Etnik bencillikler, mezhepçi- hizipçi- partizan bencillikler, lider cemaat bencillikleri, İslami bilincin, tevhidi bilincin, hareket- etki- yankı- sorumluluk alanlarını bütünüyle sınırlandırıyor. Her bencillik büyük bir özensizliğe, dikkatsizliğe ve tuhaflığa işaret ediyor. Hangi bağlamda olursa olsun, bütün ihtiraslar insanı köleleştiriyor, İhtiraslar insanın, kendi kendisini sömürgeleştirilmesiyle  sonuçlanıyor.

Günümüzde, değerlerin, anlamların, bilgeliklerin ve onurun konusu olan insan, yalnızca istatiklerin konusu haline geliyor. İstatistiklerin konusu olan insan çok daha kolay kontrol edilebiliyor. Bugünün dünyası, hayatı hayatı bütünüyle ölçülebilir ve niceliksel hale getiriyor. Bu nedenledir ki, günümüz insanı düşünmek ve anlamaya çalışmayan insan özgürlüğün değerini idrak edemez.

İslam dünyası toplumları geçmişe kapandıkları, geçmişi biriktirdikleri ve tekrar ettikleri için, bütün tarihi fırsatları birer birer kaçırdılar, tarihe kayıtsız kaldılar, tarihsel sorumluluklar alma liyakatini kaybettiler. Geleneğe bağımlı hale gelen bireysel yada toplumsal bünye, bugün, islami özgürlüğün nasıl bir şey olduğunu bilmiyor. Toplumlarımızda derinleşen ve yolunlaşan patolojik bencillikler ortak bilinci, ortak eylemi, ortak gelecek tasavvurunu imkansız kılıyor.
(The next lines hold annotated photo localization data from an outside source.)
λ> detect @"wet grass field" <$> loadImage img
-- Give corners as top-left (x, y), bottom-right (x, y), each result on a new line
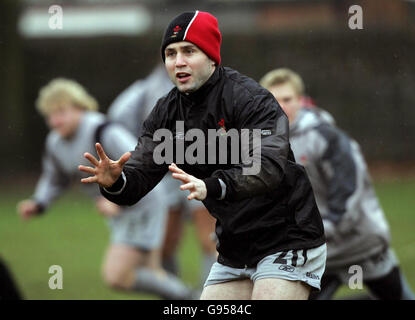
top-left (1, 178), bottom-right (414, 299)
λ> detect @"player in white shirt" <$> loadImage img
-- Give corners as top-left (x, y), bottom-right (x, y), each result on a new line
top-left (17, 78), bottom-right (195, 299)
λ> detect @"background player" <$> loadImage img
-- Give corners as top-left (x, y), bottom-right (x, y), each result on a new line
top-left (16, 78), bottom-right (194, 299)
top-left (260, 68), bottom-right (415, 300)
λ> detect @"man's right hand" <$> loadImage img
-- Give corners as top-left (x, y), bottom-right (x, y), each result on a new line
top-left (79, 143), bottom-right (131, 188)
top-left (17, 199), bottom-right (40, 220)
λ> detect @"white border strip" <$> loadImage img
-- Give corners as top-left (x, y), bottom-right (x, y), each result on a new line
top-left (183, 10), bottom-right (199, 40)
top-left (19, 6), bottom-right (151, 38)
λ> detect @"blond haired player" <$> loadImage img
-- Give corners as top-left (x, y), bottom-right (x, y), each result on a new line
top-left (260, 68), bottom-right (414, 300)
top-left (17, 78), bottom-right (195, 299)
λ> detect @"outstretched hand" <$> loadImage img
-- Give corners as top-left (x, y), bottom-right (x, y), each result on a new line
top-left (169, 163), bottom-right (207, 201)
top-left (79, 143), bottom-right (131, 188)
top-left (17, 199), bottom-right (40, 221)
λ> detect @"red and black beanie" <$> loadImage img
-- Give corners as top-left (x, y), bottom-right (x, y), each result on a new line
top-left (161, 10), bottom-right (222, 65)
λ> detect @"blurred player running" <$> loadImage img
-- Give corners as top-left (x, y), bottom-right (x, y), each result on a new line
top-left (17, 78), bottom-right (195, 299)
top-left (107, 64), bottom-right (217, 285)
top-left (260, 68), bottom-right (415, 300)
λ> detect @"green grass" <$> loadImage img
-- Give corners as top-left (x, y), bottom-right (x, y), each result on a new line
top-left (0, 179), bottom-right (414, 300)
top-left (0, 185), bottom-right (201, 300)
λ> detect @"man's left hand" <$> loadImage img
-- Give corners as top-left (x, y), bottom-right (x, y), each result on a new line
top-left (169, 163), bottom-right (207, 201)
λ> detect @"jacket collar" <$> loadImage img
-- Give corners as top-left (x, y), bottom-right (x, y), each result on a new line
top-left (178, 66), bottom-right (222, 103)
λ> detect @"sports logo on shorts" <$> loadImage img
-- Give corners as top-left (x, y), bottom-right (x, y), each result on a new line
top-left (306, 272), bottom-right (320, 280)
top-left (278, 265), bottom-right (295, 273)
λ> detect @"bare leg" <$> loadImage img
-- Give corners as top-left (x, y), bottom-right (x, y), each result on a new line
top-left (252, 278), bottom-right (311, 300)
top-left (200, 279), bottom-right (253, 300)
top-left (161, 208), bottom-right (184, 275)
top-left (102, 244), bottom-right (143, 290)
top-left (102, 244), bottom-right (193, 299)
top-left (192, 206), bottom-right (217, 284)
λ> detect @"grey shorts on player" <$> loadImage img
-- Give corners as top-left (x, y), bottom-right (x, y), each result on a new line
top-left (108, 182), bottom-right (168, 250)
top-left (204, 243), bottom-right (327, 291)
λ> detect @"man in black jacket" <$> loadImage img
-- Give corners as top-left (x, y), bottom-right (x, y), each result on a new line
top-left (79, 11), bottom-right (326, 299)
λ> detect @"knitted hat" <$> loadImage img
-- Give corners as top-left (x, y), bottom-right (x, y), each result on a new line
top-left (161, 11), bottom-right (222, 65)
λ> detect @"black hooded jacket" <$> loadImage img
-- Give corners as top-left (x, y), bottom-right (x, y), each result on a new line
top-left (101, 66), bottom-right (325, 268)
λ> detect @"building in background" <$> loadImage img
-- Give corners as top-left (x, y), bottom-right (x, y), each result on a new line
top-left (2, 0), bottom-right (415, 175)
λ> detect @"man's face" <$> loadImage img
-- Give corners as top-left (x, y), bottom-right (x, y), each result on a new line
top-left (164, 41), bottom-right (215, 93)
top-left (46, 104), bottom-right (83, 139)
top-left (268, 83), bottom-right (302, 123)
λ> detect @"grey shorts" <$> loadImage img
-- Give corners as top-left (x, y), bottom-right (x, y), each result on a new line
top-left (327, 247), bottom-right (399, 283)
top-left (108, 182), bottom-right (168, 250)
top-left (162, 174), bottom-right (204, 217)
top-left (204, 243), bottom-right (327, 291)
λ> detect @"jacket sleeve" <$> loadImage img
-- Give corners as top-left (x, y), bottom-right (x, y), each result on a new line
top-left (206, 93), bottom-right (290, 201)
top-left (32, 144), bottom-right (70, 212)
top-left (314, 123), bottom-right (363, 231)
top-left (100, 106), bottom-right (168, 206)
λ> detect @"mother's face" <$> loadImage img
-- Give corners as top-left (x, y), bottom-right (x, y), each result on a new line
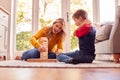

Yeni düşünce, özgürlük ve üretkenlik alanları açamıyoruz, konfor- hamaset alanlarından ayrılma cesareti gösteriyoruz.

Küresel dünya düzeninin sisteminin entelektüel/ ideolojik iktidarına boyun eğmek özgürlükten vazgeçmek anlamı taşır. Ümmet gerçek oluncaya kadar, hep birlikte bilinç/ dayanışma/ eylem/ sorumluluk üreten bir mücadele içerisinde buluşuncaya kadar İslami umut’ lardan söz edemeyiz.

Biz Müslümanlara dayatılan gerçekliğin, dünya görüşünün, referans sisteminin belirlediği seçenekler içerisinde kalarak, ne yaparsak yapalım geleceği özgürleştiremeyiz.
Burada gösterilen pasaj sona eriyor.